Distributional Hypothesis

The distributional hypothesis is the claim in linguistics and computational semantics that words with similar distributions in language — words that appear in similar contexts — have similar meanings. Formulated most plainly by Zellig Harris in 1954 and operationalized by the vector space models of the 1990s, it became the theoretical foundation for the dominant approach to meaning in Natural Language Processing.

The hypothesis is an empirical conjecture, not a derived result. It predicts that distributional similarity correlates with semantic similarity — a claim that is measurably true in restricted domains (synonym detection, word clustering) and measurably incomplete in others: words can share distributions due to syntactic role rather than meaning, and antonyms often have nearly identical distributions. The hypothesis says nothing about reference, truth conditions, or the compositionality of phrase meaning — which is to say, it says nothing about what meaning is, only about one statistical correlate of it.

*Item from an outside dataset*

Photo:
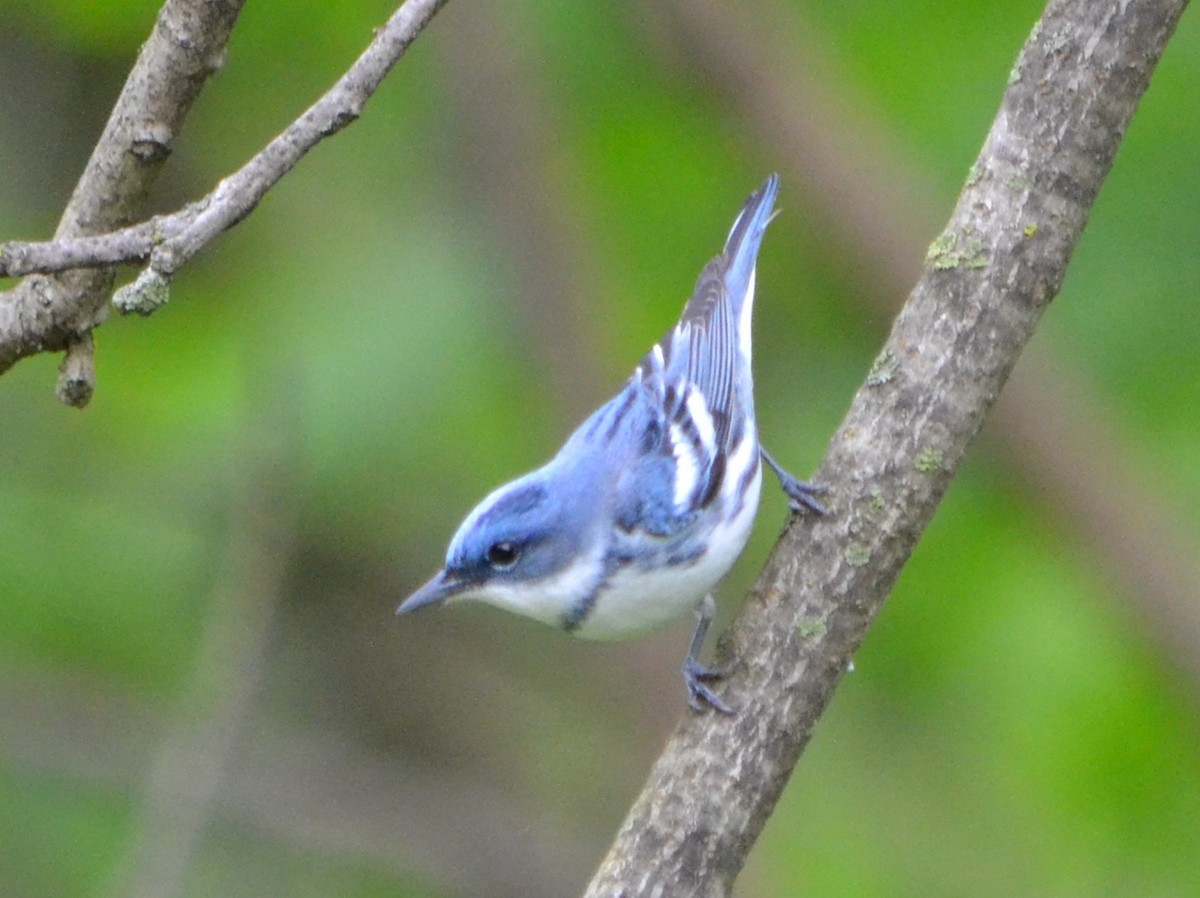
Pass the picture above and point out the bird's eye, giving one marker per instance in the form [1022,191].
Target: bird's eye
[503,555]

The word embedding methods of the 2010s (word2vec, GloVe) are the most successful implementations of distributional semantics. Their success at analogical reasoning tasks — king - man + woman = queen — was widely taken as evidence that the hypothesis captures something deep about linguistic meaning. The empiricist reading is more cautious: these methods capture regularities in word co-occurrence statistics that happen to reflect human conceptual structure. Whether they capture meaning itself depends on a theory of meaning that the distributional hypothesis cannot provide.